As a follow-on to April’s algorithm change, which was dedicated to rewarding websites that were mobile-friendly, Google has revealed it will now seek to reign in app-install interstitials that “hide a significant amount of content” when users jump from the search page to the site.
It means that, pretty soon, most sites that use these ads will likely revert to small, slender variants at the top of web pages.
This is good, as sites that block what you want are a pain. Sites that don’t, are not.
In the image below it shows what Google doesn’t like (the left duo), and what Google does like (the right duo).
Starting from 1 November, mobile web pages that still use the app ads that Google no longer rates will be downgraded, with the company’s Mobile Friendly Test updated to reflect this.
Google said that these changes are because the larger, intrusive interstitials “is not a good search experience and can be frustrating for users”.
It maintains that there are other ways to promote apps, supported on the likes of Safari and Chrome.
There were fears that April’s mobile-friendly changes would prove catastrophic to sites that were not mobile friendly and, perhaps, they were.
But Google’s interest doesn’t lie in satisfying webmasters, rather keeping people happy to browse the web.

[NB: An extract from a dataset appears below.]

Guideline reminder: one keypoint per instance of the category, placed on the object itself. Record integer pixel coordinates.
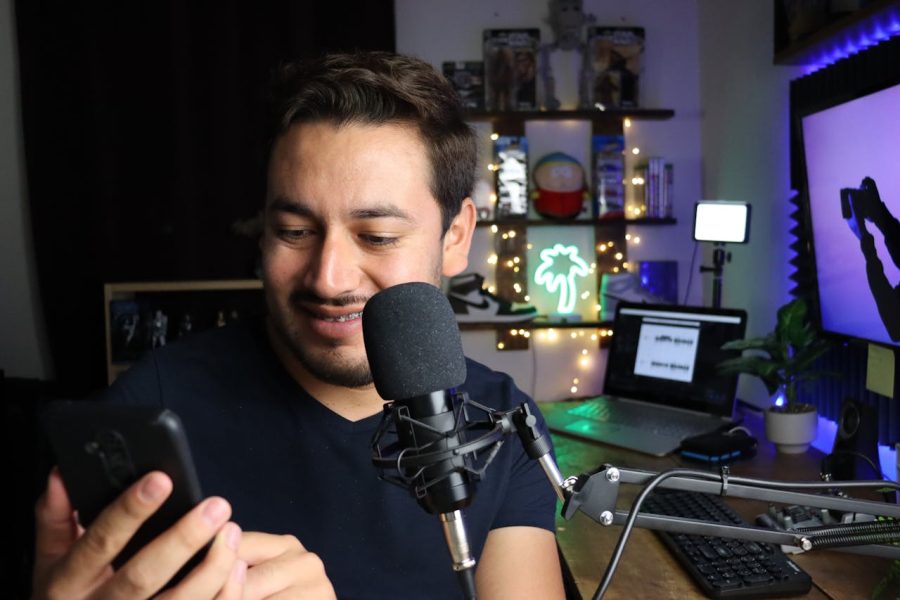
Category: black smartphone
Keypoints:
(102, 448)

And, as mobile is quickly becoming king, more changes are probably in the offing.
Not all is as it seems
Although what that means for Google app-install interstitial, we may have to wait and see.
A sampling of Google's own full-page mobile app install interstitials. pic.twitter.com/whYRprLTUo
— Mike Dudas (@mdudas) September 1, 2015
However, some people have called foul. Jeremy Stoppelman, founder of Yelp, has claimed Google is merely trying to take control of the entire app field, as otherwise it risks losing users.
Conflict of interest?
“From our vantage point, it’s clear: A user who downloads an app is a user who’s less likely to perform a Google search in the future,” he said.
Stoppelman noted that once people install the Yelp app they are far less likely to Google-search local businesses. The same can be true of things like JustEat or Redfin.
The premise behind Google’s decision is an analysis of a study into Google+, of which Stoppelman is critical. The problem for Stoppelman is that Google can pretty much do what it wants in this instance.
Webmasters, largely speaking, are simply going to have to tow the line.